One consequence of this in the fund management fraternity is that global capital is rewarding China, the world’s biggest polluter and a country criticised over human rights. Despite increasing geopolitical tension between Washington and Beijing, foreign direct investment in China is running at record levels, while inflows into onshore Chinese debt reached $186bn in 2020.

Even after market jitters over regulatory risk arising from Beijing’s “common prosperity” agenda and rising default risk in the real estate sector, foreign holdings of Chinese bonds jumped about 30 per cent in 2021 to more than Rmb3.9tn, according to central bank figures.

For debt investors, the bait lies in the fact that the Chinese sovereign debt market has long been offering a significantly higher yield than the US Treasury market. With much lower inflation than in the US, real yields on Chinese government IOUs are also positive. So for global investors the search for yield trumps ESG considerations. At the same time, the progressive inclusion of Chinese bonds into the big global indices ensures that passive fund managers which track them continue to pour yet more money into China.

The ESG sensitivity of the global bond market is nonetheless set to increase because the advanced country central banks are committing to greening the portfolios of bonds they have acquired through their asset purchasing programmes.

China’s foreign exchange regulator’s numbers show that central banks account for $264bn of the outstanding $512bn balance of foreign held Chinese debt.

The Chinese government debt market is relatively illiquid as the commercial banks that are the chief participants in the market buy and hold to maturity. So rising central bank exposure to it reflects a growing tendency to prioritise diversification and the search for yield over liquidity and security.

It also suggests that central banks such as the European Central Bank and those eurosystem central banks that hold renminbi denominated assets may be caught in an internal green-brown carbon conflict.

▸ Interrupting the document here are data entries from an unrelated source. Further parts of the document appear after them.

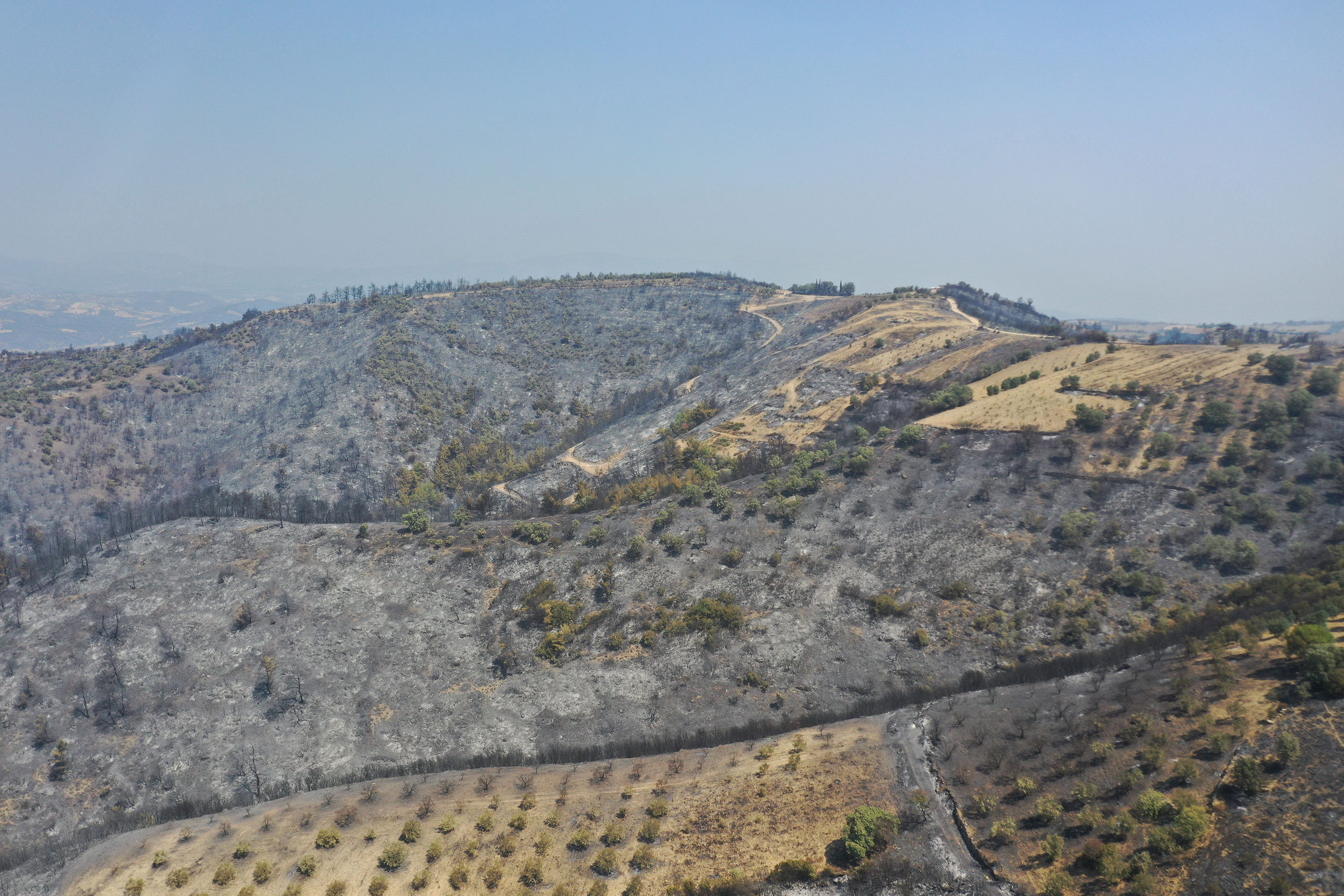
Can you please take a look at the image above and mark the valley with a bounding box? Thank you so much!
[0,275,1344,896]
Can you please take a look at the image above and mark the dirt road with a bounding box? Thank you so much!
[887,709,1014,896]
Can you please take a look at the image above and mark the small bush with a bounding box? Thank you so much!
[513,522,551,542]
[1134,790,1172,821]
[841,806,900,864]
[1036,796,1064,825]
[591,848,617,875]
[481,862,504,889]
[517,859,542,887]
[378,843,406,870]
[448,862,469,889]
[631,843,657,870]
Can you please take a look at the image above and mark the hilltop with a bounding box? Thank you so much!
[0,275,1344,887]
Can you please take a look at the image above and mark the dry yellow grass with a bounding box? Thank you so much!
[922,343,1263,432]
[63,719,894,896]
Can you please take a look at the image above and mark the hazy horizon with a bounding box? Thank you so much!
[0,3,1344,322]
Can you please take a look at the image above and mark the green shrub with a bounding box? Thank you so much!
[1307,367,1340,395]
[1036,796,1064,825]
[1195,400,1236,432]
[1265,355,1297,385]
[378,843,406,870]
[517,859,542,887]
[1231,756,1265,796]
[631,843,657,870]
[402,508,430,535]
[591,846,617,876]
[448,862,469,889]
[513,522,551,544]
[481,861,504,889]
[1134,788,1172,821]
[1167,806,1212,846]
[840,806,900,864]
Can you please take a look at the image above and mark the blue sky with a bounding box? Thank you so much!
[0,0,1344,321]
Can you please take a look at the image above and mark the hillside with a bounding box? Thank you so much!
[0,277,1344,892]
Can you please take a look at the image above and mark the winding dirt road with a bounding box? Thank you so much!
[886,709,1014,896]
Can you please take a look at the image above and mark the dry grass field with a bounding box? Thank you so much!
[930,619,1344,895]
[922,343,1265,432]
[63,719,895,896]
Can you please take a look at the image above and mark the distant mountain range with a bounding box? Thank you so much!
[0,290,285,352]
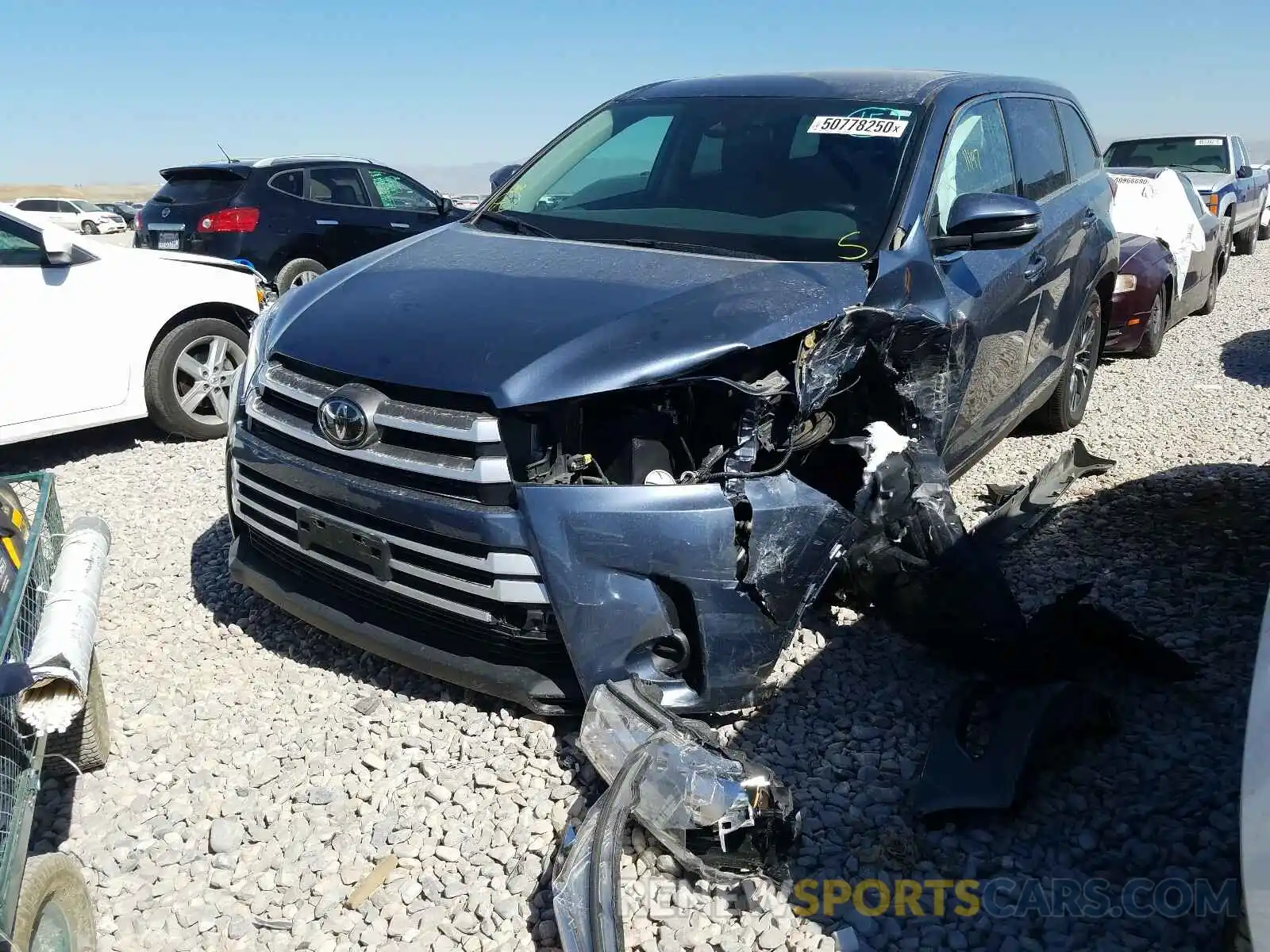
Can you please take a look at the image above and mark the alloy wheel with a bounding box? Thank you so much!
[1067,301,1099,414]
[171,336,246,425]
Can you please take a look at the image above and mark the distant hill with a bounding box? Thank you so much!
[402,160,510,195]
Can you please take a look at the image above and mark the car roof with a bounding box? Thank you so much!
[618,70,1075,104]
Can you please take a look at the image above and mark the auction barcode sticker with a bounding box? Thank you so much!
[806,116,908,138]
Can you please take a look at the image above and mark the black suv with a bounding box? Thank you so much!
[132,156,466,294]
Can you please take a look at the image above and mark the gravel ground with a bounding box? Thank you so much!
[0,242,1270,952]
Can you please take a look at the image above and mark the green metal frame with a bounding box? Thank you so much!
[0,472,64,935]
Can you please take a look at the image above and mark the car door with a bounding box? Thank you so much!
[1001,97,1087,410]
[306,165,385,268]
[926,99,1040,468]
[0,214,129,427]
[362,167,444,248]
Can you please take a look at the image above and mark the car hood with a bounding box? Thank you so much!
[269,224,868,406]
[1183,171,1233,192]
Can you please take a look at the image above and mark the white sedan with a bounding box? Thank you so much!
[0,208,268,446]
[13,198,129,235]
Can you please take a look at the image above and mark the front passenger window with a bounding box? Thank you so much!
[931,100,1014,236]
[0,221,44,268]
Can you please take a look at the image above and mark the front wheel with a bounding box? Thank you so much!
[9,853,97,952]
[1234,225,1261,255]
[146,317,246,440]
[1035,292,1103,433]
[1135,290,1168,357]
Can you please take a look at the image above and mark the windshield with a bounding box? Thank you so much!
[479,98,917,262]
[1105,136,1230,171]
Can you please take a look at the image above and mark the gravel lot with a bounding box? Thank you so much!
[0,248,1270,952]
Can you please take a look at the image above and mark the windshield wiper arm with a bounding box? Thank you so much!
[574,237,776,262]
[471,211,555,237]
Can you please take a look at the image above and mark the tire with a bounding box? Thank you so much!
[1234,222,1261,255]
[1134,288,1168,357]
[146,317,248,440]
[277,258,326,296]
[1033,290,1103,433]
[42,655,110,777]
[10,853,97,952]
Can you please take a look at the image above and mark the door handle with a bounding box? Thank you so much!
[1024,255,1049,281]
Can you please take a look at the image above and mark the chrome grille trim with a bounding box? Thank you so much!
[260,362,502,443]
[233,461,550,614]
[246,392,512,482]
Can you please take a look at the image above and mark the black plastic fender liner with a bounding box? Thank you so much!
[912,681,1115,816]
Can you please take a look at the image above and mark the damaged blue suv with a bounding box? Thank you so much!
[227,71,1118,713]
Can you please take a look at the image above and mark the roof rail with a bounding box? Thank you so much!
[252,155,373,169]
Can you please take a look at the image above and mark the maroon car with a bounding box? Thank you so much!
[1103,169,1230,357]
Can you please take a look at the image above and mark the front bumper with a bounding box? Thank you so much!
[229,424,802,713]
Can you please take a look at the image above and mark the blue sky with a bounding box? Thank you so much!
[0,0,1270,184]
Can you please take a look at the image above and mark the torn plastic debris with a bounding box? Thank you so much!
[551,681,802,952]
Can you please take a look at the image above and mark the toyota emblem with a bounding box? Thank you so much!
[318,393,371,449]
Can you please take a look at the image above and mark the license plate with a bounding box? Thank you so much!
[296,509,392,582]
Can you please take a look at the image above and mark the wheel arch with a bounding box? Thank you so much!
[142,301,256,367]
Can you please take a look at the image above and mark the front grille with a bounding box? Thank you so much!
[246,525,573,681]
[233,461,559,641]
[246,360,512,505]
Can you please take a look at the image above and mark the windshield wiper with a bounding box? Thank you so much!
[573,237,776,262]
[471,211,555,237]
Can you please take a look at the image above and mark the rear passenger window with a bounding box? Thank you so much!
[1058,103,1103,182]
[931,100,1014,235]
[309,167,371,205]
[269,169,305,198]
[1001,99,1071,202]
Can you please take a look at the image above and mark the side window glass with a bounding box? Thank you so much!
[366,169,437,212]
[1002,99,1071,202]
[309,165,371,205]
[931,100,1014,235]
[269,169,305,198]
[0,218,44,268]
[1058,103,1103,180]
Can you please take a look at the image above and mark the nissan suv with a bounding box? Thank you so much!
[223,71,1119,713]
[132,156,460,294]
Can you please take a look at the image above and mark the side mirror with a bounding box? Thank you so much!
[489,165,521,194]
[40,228,75,268]
[931,193,1040,252]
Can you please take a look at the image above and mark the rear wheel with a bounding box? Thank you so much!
[277,258,326,294]
[1134,290,1168,357]
[146,317,246,440]
[1035,292,1103,433]
[10,853,97,952]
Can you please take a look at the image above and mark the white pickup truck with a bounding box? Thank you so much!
[1103,135,1270,254]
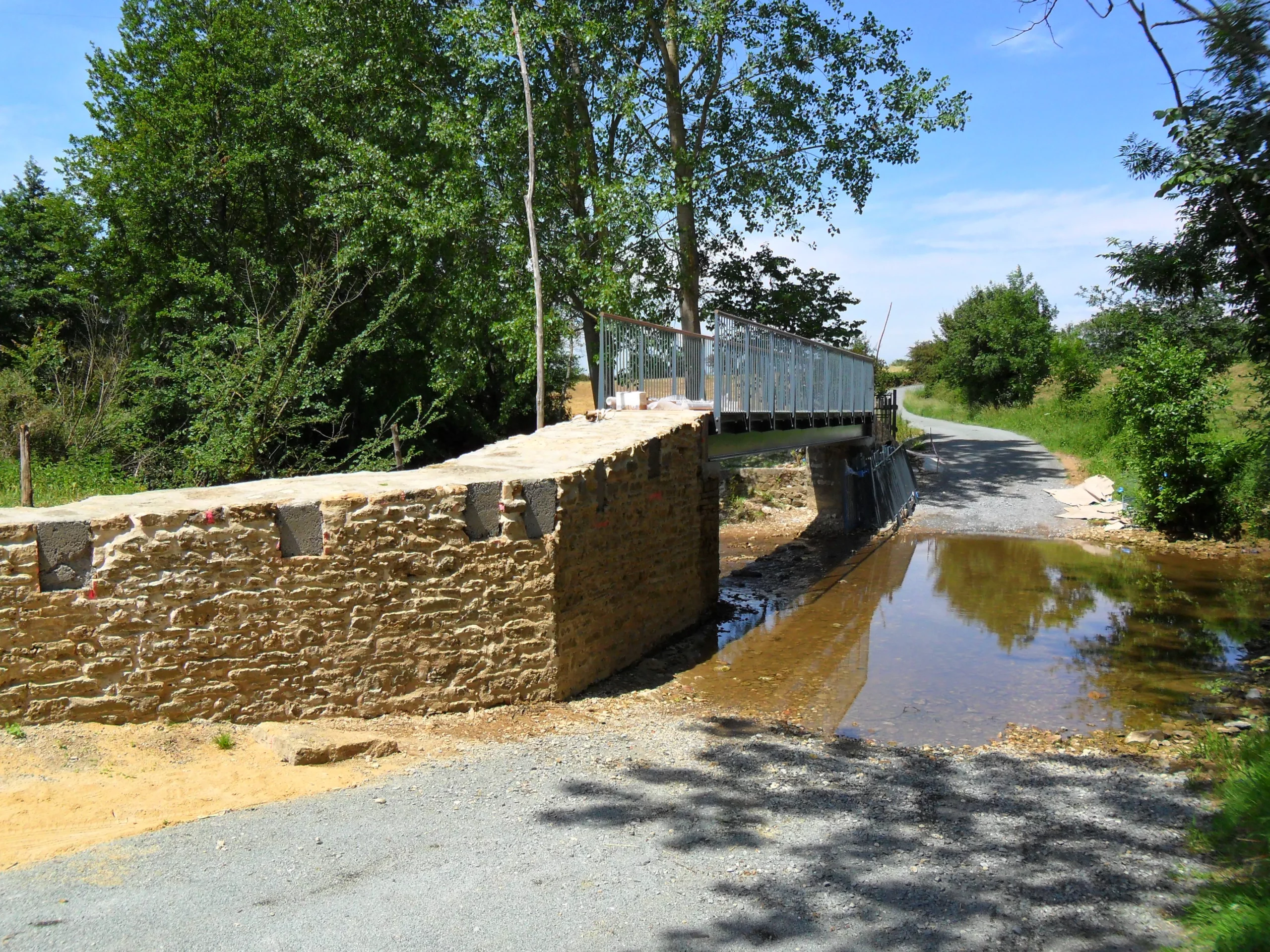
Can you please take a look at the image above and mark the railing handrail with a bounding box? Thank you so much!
[597,311,873,363]
[598,311,714,340]
[711,311,873,363]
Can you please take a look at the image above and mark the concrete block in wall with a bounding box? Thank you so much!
[36,522,93,592]
[463,482,503,542]
[648,437,662,480]
[592,460,608,512]
[278,503,322,558]
[521,480,556,538]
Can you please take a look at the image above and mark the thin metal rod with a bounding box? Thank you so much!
[18,422,36,506]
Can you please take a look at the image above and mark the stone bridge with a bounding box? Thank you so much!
[0,383,894,723]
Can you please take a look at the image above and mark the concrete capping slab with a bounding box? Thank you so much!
[277,503,324,558]
[463,482,503,542]
[36,521,93,592]
[648,437,662,480]
[521,480,556,538]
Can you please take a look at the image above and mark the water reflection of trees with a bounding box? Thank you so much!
[934,537,1096,651]
[934,537,1270,710]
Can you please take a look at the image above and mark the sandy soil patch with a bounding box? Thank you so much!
[0,698,670,870]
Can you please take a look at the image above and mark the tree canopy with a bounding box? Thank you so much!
[939,268,1058,406]
[0,0,966,485]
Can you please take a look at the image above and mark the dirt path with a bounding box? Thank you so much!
[899,387,1083,536]
[0,444,1202,952]
[0,711,1197,952]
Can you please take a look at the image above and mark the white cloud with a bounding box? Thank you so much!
[756,188,1175,358]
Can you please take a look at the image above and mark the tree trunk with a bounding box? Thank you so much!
[649,0,701,334]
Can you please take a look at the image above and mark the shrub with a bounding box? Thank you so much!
[939,268,1057,408]
[1113,335,1233,533]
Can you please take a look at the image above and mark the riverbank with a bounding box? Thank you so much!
[0,444,1260,952]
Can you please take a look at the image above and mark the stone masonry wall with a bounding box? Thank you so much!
[0,413,717,723]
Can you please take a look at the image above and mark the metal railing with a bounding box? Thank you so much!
[598,312,874,429]
[599,313,714,408]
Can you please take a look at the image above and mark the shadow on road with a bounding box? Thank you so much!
[538,718,1190,950]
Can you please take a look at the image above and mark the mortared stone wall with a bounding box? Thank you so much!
[0,411,719,723]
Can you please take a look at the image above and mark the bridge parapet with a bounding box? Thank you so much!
[0,413,719,723]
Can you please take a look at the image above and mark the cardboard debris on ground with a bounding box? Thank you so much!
[1045,476,1115,506]
[1058,500,1124,519]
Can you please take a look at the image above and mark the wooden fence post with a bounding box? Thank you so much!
[18,422,36,506]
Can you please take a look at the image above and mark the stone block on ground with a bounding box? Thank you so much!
[252,722,399,764]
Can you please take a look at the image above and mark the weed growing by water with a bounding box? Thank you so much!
[1186,727,1270,952]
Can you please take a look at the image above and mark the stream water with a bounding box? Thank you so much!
[685,536,1270,744]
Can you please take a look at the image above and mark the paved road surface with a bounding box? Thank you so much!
[0,717,1198,952]
[0,396,1199,952]
[899,385,1080,536]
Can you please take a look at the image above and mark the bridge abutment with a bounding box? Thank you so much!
[0,413,719,723]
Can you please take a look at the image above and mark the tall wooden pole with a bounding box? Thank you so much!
[18,422,36,505]
[512,6,547,429]
[391,422,401,470]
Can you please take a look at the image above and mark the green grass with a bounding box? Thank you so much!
[904,381,1136,490]
[1185,727,1270,952]
[0,456,145,506]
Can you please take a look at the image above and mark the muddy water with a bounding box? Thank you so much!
[683,536,1270,744]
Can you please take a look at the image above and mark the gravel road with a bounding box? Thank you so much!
[0,391,1202,952]
[899,385,1080,536]
[0,712,1198,952]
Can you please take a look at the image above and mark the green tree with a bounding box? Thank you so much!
[1078,238,1245,371]
[908,335,946,383]
[60,0,565,485]
[706,245,864,349]
[1049,327,1098,400]
[461,0,968,406]
[1113,336,1232,533]
[939,268,1058,406]
[0,160,91,347]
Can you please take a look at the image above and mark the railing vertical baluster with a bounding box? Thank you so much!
[596,315,608,410]
[635,327,648,392]
[767,334,776,429]
[671,333,680,396]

Policymakers at COP26 have been looking to asset managers and owners to do much of the work on decarbonisation, both in terms of financing the overhaul of the carbon intensive capital stock and pressuring companies to aim for net zero emissions. Yet there is a limit to what they can do given that many big emitters of greenhouse gases are state owned or private and thus not much beholden to institutional investors.

In addition, fund manager BlackRock’s chief executive Larry Fink has warned that pressure on public companies to pursue net zero targets — while leaving private ones out of the spotlight — is creating an opportunity for “the biggest capital markets arbitrage in my lifetime”.

He has a point, though the transfer of dirty assets from public to private equity also entails the biggest regulatory risk on the planet. This is because the Paris and Glasgow objectives are unlikely to be achieved without more widespread use of carbon pricing which would severely impair the value of dirty assets. Yet private equity managers know that carbon pricing and tougher regulation of heavy emitters is politically fraught. So their absorption of quoted companies’ carbon intensive assets may continue for a while yet.